Halo, lama tak jumpa. Ternyata niatku belum sekuat itu untuk bisa menulis di blog ini tiap hari, bukannya terlalu sibuk, tapi memang malas dan tidak mau ribet saja orangnya. 

Hari ini aku ingin sedikit menuai curahan hati, jadi memang ada alasan untuk aku menulis sesuatu di blog ini. Ya, aku mau curhat. Tapi sebelumnya aku mau tanya dulu ke teman-teman, kalian pernah bingung tidak sih mau menempatkan diri antara sebagai manusia atau seorang anak yang terikat dengan orang tuanya?
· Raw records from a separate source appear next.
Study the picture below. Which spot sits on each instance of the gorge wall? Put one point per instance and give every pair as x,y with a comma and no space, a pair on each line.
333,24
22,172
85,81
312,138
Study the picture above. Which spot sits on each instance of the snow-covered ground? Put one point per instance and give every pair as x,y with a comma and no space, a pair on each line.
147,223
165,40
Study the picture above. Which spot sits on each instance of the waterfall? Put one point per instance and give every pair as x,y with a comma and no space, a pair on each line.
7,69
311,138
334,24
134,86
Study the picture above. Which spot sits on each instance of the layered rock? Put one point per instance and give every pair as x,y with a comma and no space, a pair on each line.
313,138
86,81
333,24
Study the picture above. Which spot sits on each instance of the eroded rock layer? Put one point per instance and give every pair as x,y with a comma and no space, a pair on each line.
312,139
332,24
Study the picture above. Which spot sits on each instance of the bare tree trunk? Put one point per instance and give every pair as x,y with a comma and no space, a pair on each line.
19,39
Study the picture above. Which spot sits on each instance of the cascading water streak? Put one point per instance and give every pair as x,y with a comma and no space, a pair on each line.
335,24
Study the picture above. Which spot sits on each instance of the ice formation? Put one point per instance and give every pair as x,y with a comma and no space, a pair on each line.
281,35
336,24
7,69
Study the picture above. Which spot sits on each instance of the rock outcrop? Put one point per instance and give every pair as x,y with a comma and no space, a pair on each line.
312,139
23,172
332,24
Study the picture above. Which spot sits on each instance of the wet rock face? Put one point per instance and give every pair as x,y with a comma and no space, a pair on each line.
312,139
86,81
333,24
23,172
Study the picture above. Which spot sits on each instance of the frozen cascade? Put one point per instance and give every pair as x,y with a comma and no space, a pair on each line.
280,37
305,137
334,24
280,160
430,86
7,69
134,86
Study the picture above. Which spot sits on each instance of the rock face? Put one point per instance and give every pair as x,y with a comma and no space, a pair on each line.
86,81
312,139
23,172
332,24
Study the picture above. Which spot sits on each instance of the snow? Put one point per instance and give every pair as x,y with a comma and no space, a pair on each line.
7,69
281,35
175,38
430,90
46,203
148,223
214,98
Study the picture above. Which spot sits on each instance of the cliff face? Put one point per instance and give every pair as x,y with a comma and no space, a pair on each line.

Biasanya pertanyaan seperti ini muncul ketika kita sedang ada masalah dengan orang tua, atau mungkin habis mengundang amarah ibu bapak. 

Aku sendiri bingung, kapan harus menjadi manusia yang punya pandangan sendiri dan kapan harus menjadi seorang anak yang patuh pada inangnya. Terkadang kian bertambahnya usia, setelah bertemu dengan banyak hal baru, pola pikir kita bergerak melakukan perubahan. Hal-hal yang biasanya kita iyakan saja, menjadi merepotkan dan harus selesai dengan penuh pertimbangan. Pandangan hidup kita menjadi sangat variatif, tidak heran jadinya kalau harus berbeda dengan pandangan hidup orang tua tentang kita. 

Kita terlahir di dunia bukan sekadar tiba-tiba lahir saja, tentunya ada niat dari ibu dan bapak untuk memiliki kita. Kemudian ibu senantiasa mengandung kita, menikmati hidup dengan begitu banyak pantangan. Tidak boleh ini, tidak boleh itu dituruti dengan alasan hal baik untuk kita. Setelah ribuan kerepotan yang kita berikan terselesaikan, ada pertaruhan hidup dan mati yang dihadapi ibu untuk melahirkan kita. Percaya tidak percaya ibu memang manusia paling kuat, apalagi untuk anaknya. Kita pada akhirnya sampai ke dunia, tumbuh dan memahami banyak hal, termasuk perjuangan ibu sampai akhirnya melahirkan kita. Dari pemahaman-pemahaman itu, kemudian kita berpikir harus menjadi anak yang patuh terhadap ibunya. Namun yang terjadi di lapangan adalah apa yang tidak pernah kita pikirkan, sangat sulit sekali rasanya patuh terhadap orang tua, padahal sudah darimana saja ajakan untuk berbakti kita terima. Ujung-ujungnya kita harus berpikir lebih keras lagi tentang bagaimana cara yang benar untuk berbakti kepada orang tua. 

Dibalik kebingungan mengenai cara berbakti, akan ada masalah baru yang muncul, yaitu jalan pikiran kita atau cara pandang kita. Semakin lama kita hidup di dunia, akan semakin banyak teori yang kita dapatkan, entah dari buku yang kita baca, acara televisi yang kita tonton, ataupun musik yang kita dengarkan. Setelah banyak sekali teori yang kita dapat, didukung mental yang kian kuat, bukannya patuh kita justru semakin menentang orang tua. Seakan-akan hidup kita ya hidup kita sendiri, tidak usah ikut campur, kita bisa berjalan sendiri. Pandangan kita terhadap orang tua menjadi buruk, mereka kita anggap manusia yang tertinggal, dan kurang berpikiran terbuka. Menyedihkan sekali memang, tapi itu terjadi, kita sendiri yang melakukannya. Lama kelamaan, karena kita adalah seorang anak, kita tetap akan menyesal. Apalagi orang tua sudah mulai sumpah serapah. Hal-hal menakutkan terbayang pagi, siang, malam. Penyelesaiannya adalah kita kembali berpikir untuk memperbaiki diri dan mencoba berbakti, alasannya agar kita baik-baik saja di masa depan. Entah kenapa kita bisa seserakah itu, bahkan kepada orang tua kita sendiri. Sampai kapan kita akan terus begini? Sampai kapanpun selagi kita seorang anak. Aku menulis ini juga bukan berarti sudah bisa memperbaiki, justru sangat haus terhadap solusi. Menurutku memang berbakti itu tidak mudah.